Running amxmlc produces HelloWorld.swf, which contains the compiled code of the application.

Note: If the application does not compile, fix syntax or spelling errors. Errors and warnings are displayed in the console window used to run the amxmlc compiler.

For more information, see Compiling MXML and ActionScript source files for AIR.

Test the application

To run and test the application from the command line, use the AIR Debug Launcher (ADL) to launch the application using its application descriptor file. (ADL can be found in the bin directory of the Flex SDK.)

 From the command prompt, enter the following command:
adl HelloWorld-app.xml 

The resulting AIR application looks something like this illustration:

Using the horizontalCenter and verticalCenter properties of the Label control, the text is placed in the center of the window. Move or resize the window as you would any other desktop application.

For more information, see AIR Debug Launcher (ADL).

Create the AIR installation file

When your application runs successfully, you can use the ADT utility to package the application into an AIR installation file. An AIR installation file is an archive file that contains all the application files, which you can distribute to your users. You must install Adobe AIR before installing a packaged AIR file.

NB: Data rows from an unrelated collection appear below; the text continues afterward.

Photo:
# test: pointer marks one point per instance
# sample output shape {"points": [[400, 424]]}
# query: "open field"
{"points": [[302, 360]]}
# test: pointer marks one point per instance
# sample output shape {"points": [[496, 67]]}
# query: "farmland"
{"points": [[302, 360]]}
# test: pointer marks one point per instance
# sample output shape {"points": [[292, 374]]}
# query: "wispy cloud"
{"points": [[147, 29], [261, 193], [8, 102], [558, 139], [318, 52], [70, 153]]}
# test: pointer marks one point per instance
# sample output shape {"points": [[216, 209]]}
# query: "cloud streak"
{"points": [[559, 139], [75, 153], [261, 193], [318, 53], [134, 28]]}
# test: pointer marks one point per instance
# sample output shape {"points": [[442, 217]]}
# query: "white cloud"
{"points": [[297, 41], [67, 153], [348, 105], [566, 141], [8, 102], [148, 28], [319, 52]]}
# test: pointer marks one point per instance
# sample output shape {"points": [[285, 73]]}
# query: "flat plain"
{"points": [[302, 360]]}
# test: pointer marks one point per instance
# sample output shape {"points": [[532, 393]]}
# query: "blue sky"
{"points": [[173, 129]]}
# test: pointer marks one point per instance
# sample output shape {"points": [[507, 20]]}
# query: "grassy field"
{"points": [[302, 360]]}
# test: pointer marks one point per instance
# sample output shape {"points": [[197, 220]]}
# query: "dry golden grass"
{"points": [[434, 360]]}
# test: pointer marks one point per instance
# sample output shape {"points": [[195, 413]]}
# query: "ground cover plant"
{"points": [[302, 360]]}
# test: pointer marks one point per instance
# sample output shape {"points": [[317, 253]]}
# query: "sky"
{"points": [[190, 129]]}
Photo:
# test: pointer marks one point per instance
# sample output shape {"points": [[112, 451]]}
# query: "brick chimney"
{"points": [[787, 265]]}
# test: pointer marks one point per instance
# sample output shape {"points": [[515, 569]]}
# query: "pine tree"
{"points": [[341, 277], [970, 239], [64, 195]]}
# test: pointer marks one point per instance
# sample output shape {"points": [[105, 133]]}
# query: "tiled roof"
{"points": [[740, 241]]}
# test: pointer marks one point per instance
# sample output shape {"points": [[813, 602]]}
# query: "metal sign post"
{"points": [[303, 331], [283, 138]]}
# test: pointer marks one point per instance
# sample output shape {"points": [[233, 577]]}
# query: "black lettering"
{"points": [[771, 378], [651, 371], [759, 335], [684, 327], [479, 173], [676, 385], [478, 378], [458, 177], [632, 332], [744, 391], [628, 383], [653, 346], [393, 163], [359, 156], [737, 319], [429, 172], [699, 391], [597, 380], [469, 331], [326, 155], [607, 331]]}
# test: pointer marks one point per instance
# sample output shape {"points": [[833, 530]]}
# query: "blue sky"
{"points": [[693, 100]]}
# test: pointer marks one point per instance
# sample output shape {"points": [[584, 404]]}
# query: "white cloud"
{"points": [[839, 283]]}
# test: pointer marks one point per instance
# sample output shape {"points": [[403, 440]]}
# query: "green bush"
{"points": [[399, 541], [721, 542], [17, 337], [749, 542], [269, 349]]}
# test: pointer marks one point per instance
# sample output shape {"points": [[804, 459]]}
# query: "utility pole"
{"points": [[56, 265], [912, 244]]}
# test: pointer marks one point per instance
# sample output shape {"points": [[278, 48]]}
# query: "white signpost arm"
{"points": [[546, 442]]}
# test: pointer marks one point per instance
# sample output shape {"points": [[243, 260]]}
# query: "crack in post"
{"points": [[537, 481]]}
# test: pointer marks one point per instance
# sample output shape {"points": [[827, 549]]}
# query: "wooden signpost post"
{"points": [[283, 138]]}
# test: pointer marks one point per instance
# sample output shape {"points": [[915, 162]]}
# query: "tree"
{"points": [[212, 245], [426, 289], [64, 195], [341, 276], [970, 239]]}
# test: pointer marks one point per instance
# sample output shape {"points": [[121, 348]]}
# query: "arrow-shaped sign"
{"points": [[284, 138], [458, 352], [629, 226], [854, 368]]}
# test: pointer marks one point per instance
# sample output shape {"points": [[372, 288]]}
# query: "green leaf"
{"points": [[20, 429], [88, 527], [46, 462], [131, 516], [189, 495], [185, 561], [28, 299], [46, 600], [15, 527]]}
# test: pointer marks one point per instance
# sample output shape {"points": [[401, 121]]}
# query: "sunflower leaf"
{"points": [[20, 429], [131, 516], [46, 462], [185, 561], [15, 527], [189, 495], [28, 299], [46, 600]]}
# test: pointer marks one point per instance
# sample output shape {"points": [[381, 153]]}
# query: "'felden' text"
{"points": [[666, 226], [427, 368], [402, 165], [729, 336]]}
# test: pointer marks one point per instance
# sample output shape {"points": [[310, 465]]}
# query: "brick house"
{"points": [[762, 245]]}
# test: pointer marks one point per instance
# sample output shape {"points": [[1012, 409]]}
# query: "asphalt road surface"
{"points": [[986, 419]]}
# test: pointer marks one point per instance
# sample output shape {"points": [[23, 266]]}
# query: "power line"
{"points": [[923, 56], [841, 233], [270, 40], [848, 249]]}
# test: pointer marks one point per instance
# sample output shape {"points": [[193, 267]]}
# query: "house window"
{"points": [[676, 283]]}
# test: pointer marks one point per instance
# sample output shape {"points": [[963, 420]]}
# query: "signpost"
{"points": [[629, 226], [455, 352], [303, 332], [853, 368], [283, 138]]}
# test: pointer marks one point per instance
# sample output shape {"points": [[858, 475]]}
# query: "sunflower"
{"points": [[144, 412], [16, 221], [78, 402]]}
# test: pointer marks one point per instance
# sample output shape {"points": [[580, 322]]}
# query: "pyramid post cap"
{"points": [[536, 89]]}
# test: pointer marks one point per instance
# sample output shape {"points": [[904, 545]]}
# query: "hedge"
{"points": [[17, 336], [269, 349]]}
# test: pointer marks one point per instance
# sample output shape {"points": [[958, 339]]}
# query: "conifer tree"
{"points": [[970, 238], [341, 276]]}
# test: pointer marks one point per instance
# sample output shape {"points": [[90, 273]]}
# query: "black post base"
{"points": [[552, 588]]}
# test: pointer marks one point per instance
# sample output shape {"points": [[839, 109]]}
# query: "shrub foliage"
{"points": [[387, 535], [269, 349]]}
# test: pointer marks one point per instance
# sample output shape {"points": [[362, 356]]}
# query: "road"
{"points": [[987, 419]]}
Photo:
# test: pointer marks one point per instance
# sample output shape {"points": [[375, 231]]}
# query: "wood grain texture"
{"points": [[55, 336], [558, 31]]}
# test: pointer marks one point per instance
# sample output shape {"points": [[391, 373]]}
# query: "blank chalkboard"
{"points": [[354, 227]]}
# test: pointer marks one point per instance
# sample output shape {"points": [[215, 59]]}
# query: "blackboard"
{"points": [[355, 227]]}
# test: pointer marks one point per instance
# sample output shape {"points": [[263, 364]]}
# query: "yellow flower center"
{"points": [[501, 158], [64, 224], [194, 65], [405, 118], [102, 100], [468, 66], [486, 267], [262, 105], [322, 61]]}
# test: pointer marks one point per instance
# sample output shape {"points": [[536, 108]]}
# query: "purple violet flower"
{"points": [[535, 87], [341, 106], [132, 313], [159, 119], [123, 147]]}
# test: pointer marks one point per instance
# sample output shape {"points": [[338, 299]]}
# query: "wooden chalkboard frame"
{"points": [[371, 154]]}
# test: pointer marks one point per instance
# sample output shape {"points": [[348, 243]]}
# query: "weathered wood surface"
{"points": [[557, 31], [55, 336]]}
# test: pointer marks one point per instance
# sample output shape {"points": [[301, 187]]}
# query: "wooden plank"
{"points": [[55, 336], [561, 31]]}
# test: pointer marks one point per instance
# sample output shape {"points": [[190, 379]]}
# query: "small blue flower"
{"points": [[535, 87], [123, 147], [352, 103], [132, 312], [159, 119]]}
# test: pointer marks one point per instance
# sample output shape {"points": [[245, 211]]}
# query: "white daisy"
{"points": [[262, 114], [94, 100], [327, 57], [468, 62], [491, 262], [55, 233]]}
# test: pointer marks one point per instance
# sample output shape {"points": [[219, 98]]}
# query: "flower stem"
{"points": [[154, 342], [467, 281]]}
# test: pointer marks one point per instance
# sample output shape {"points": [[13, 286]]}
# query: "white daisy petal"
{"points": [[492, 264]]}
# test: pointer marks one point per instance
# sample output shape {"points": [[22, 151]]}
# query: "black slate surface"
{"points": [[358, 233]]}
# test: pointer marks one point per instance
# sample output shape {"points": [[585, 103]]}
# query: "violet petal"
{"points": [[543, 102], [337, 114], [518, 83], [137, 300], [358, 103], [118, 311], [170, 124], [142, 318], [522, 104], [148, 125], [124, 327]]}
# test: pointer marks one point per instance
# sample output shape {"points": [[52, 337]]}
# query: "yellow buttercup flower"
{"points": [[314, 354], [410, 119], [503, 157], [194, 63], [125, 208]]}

To ensure application security, all AIR installation files must be digitally signed. For development purposes, you can generate a basic, self-signed certificate with ADT or another certificate generation tool. You can also buy a commercial code-signing certificate from a commercial certification authority. When users install a self-signed AIR file, the publisher is displayed as “unknown” during the installation process. This is because a self-signed certificate only guarantees that the AIR file has not been changed since it was created. There is nothing to prevent someone from self-signing a masquerade AIR file and presenting it as your application. For publicly released AIR files, a verifiable, commercial certificate is strongly recommended. For an overview of AIR security issues, see AIR security (for ActionScript developers) or AIR security (for HTML developers).

Generate a self-signed certificate and key pair

 From the command prompt, enter the following command (the ADT executable can be found in the bin directory of the Flex SDK):
adt -certificate -cn SelfSigned 1024-RSA sampleCert.pfx samplePassword

This example uses the minimum number of attributes that can be set for a certificate. The key type must be either 1024-RSA or 2048-RSA (see Signing AIR applications).

Create the AIR package

 From the command prompt, enter the following command (on a single line):
adt -package -storetype pkcs12 -keystore sampleCert.pfx HelloWorld.air 
HelloWorld-app.xml HelloWorld.swf

You will be prompted for the keystore file password. Type the password and press Enter. The password characters are not displayed for security reasons.

The HelloWorld.air argument is the AIR file that ADT produces. HelloWorld-app.xml is the application descriptor file. The subsequent arguments are the files used by your application. This example only uses three files, but you can include any number of files and directories.

After the AIR package is created, you can install and run the application by double-clicking the package file. You can also type the AIR filename as a command in a shell or command window.